Monday, November 22, 2010

HW 17 - First Thoughts On the Illness & Dying Unit.

    Personally I have a very unhappy relationship with the topic of Illness & Dying but I do not wish to unravel that mesh of stories right now. Although I'm willing to discuss what I have been taught since my youth about Illness & Dying. I've been taught that Illness is a bad thing and it must be treated very seriously especially in my family. Whenever anyone gets sick even the slightest bit we all do our best to help that person get better as soon as possible. Attention, care, time, and any amount of money required will automatically be found and used to assist that member in my family to get better whenever they are ill. Thats just the way I grew up and it will never change, at least I think so. As for Dying it's a touchy topic for my family. Like any other family in America whenever anyone dies in our family there's an immediate funeral and celebration of their life to and a last chance to honor their life and create remembrance.

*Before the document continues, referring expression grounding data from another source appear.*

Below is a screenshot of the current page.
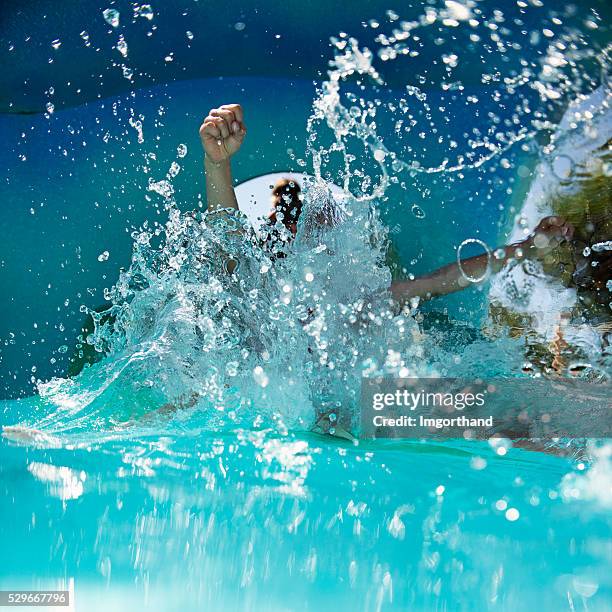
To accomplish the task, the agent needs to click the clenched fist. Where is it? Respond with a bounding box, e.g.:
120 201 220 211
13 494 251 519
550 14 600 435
199 104 246 163
527 215 574 254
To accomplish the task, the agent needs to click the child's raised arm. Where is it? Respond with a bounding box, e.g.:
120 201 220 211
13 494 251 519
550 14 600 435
199 103 246 214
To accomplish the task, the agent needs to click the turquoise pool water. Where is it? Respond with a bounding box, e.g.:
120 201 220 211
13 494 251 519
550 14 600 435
1 410 611 610
1 1 611 610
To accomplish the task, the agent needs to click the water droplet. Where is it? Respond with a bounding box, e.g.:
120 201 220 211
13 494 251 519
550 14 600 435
442 53 458 68
97 251 110 262
176 143 188 158
226 361 239 377
411 204 426 219
102 8 120 28
391 159 404 173
122 66 133 81
234 22 246 31
134 4 154 20
591 241 612 253
167 161 181 178
116 35 128 58
386 10 399 21
551 154 573 180
373 149 386 162
456 238 492 283
253 366 269 387
51 39 61 50
470 456 487 470
505 507 520 521
45 102 55 114
148 179 174 199
186 31 194 40
129 117 144 143
495 499 507 511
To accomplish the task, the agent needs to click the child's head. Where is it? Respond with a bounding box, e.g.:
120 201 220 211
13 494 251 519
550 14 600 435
269 178 302 236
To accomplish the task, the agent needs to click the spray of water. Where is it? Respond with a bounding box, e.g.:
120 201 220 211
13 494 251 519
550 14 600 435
23 1 611 439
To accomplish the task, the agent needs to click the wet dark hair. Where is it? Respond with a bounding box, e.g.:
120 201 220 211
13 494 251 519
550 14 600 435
270 178 302 226
261 178 302 258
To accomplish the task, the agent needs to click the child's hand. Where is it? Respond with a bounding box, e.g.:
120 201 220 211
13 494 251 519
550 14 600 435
199 104 246 163
523 216 574 258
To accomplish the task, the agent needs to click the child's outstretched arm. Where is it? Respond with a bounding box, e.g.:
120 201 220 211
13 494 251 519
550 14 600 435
391 216 574 304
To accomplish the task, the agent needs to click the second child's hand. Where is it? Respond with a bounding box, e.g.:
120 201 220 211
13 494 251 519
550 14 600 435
521 215 574 258
390 216 575 304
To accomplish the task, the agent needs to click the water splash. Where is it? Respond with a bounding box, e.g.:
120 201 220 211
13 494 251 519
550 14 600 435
102 8 120 28
307 1 610 205
3 6 612 608
22 2 612 440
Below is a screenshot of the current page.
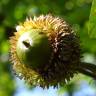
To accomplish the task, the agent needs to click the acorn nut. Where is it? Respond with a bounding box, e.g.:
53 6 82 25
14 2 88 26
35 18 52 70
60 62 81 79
16 30 52 69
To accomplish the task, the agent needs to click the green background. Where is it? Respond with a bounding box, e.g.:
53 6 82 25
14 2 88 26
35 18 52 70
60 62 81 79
0 0 96 96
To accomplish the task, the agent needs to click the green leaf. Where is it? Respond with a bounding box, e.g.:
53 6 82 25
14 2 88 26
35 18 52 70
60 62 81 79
88 0 96 38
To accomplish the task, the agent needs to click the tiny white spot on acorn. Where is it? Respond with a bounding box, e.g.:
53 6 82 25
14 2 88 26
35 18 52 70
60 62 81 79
18 32 33 50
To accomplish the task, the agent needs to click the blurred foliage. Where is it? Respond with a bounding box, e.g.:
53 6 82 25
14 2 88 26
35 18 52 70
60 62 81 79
0 0 96 96
57 74 94 96
88 0 96 38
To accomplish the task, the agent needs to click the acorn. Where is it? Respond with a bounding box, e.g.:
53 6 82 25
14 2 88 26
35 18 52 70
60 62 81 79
16 29 52 69
9 15 96 88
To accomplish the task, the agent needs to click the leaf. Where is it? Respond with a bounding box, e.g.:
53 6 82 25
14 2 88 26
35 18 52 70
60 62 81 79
88 0 96 38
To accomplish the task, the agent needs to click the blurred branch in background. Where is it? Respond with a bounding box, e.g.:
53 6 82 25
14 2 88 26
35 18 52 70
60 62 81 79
0 0 96 96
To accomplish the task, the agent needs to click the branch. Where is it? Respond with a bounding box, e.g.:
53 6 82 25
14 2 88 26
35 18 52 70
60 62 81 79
77 62 96 79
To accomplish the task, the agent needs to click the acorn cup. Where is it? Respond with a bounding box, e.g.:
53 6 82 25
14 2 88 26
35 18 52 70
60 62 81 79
9 15 96 88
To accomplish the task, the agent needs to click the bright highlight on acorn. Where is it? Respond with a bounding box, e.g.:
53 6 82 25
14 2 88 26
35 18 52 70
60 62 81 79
9 15 96 88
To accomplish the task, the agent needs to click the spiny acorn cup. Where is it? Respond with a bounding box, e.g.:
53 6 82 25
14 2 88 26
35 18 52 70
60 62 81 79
9 15 81 88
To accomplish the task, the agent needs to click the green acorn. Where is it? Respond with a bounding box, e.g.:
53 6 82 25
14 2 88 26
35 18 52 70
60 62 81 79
16 29 52 69
9 15 96 88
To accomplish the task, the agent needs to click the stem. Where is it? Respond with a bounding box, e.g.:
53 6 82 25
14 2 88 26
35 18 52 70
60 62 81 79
80 62 96 72
78 67 96 79
77 62 96 79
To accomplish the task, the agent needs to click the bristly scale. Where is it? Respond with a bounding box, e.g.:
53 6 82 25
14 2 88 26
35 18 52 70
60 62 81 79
9 15 81 88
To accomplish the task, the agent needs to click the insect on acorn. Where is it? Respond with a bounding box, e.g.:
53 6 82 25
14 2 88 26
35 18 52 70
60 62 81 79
9 15 96 88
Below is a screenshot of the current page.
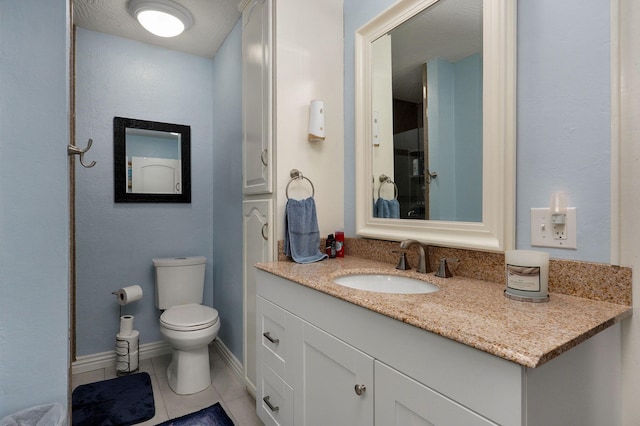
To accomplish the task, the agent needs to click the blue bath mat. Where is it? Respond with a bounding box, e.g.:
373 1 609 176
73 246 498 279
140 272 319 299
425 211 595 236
157 403 234 426
71 372 155 426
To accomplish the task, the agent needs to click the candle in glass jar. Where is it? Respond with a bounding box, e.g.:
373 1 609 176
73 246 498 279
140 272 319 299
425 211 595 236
504 250 549 302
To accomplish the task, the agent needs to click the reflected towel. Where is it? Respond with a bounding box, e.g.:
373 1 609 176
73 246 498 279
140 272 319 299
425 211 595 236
388 199 400 219
284 197 327 264
374 198 389 218
374 198 400 219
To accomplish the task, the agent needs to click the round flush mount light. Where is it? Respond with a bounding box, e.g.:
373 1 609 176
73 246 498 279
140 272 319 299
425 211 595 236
128 0 194 38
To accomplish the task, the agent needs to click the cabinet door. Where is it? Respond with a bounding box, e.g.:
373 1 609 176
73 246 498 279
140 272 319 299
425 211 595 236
243 199 273 392
375 361 496 426
242 0 272 194
295 322 374 426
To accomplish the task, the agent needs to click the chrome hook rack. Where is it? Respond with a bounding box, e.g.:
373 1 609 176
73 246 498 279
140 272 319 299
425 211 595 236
68 138 96 168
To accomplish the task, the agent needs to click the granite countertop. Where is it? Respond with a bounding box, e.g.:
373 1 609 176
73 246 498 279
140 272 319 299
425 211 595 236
256 256 632 368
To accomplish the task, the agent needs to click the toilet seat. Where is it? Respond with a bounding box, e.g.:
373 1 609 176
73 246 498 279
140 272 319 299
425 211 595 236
161 303 219 332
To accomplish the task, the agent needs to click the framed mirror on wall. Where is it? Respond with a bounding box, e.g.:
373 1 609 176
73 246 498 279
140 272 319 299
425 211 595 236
355 0 516 252
113 117 191 203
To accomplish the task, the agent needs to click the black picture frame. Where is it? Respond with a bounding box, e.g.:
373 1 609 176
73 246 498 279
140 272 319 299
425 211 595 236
113 117 191 203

    I believe the social norms of Illnesses & Dying are as follows; you get ill we try to make you better, if you die we bury you and have a funeral to honor and remember you; to me the social norms are as simple as that. My own family's approach to these aspects in life is that they take them in and try to make them better by attempting to take better care of each other and trying to further celebrate our lost loved ones through funerals and wakes. As for some unusual perspectives I have about being sick and/or dying are that the actual action of dying is unusual to me. Think about dying period, people die every day but can you really understand it? A life, someone's life just up and ending, can you imagine it, could you endure it? How can people live with the fact everyday that any of us could die at any moment? This is what I find unusual, how death is constantly at our door step and we just accept it in life and attempt to live on like everything is going to be fine. But eventually until that fateful judgment day it won't be. The abrupt act of death is a roll of the dice to me that I believe nobody wants to drop.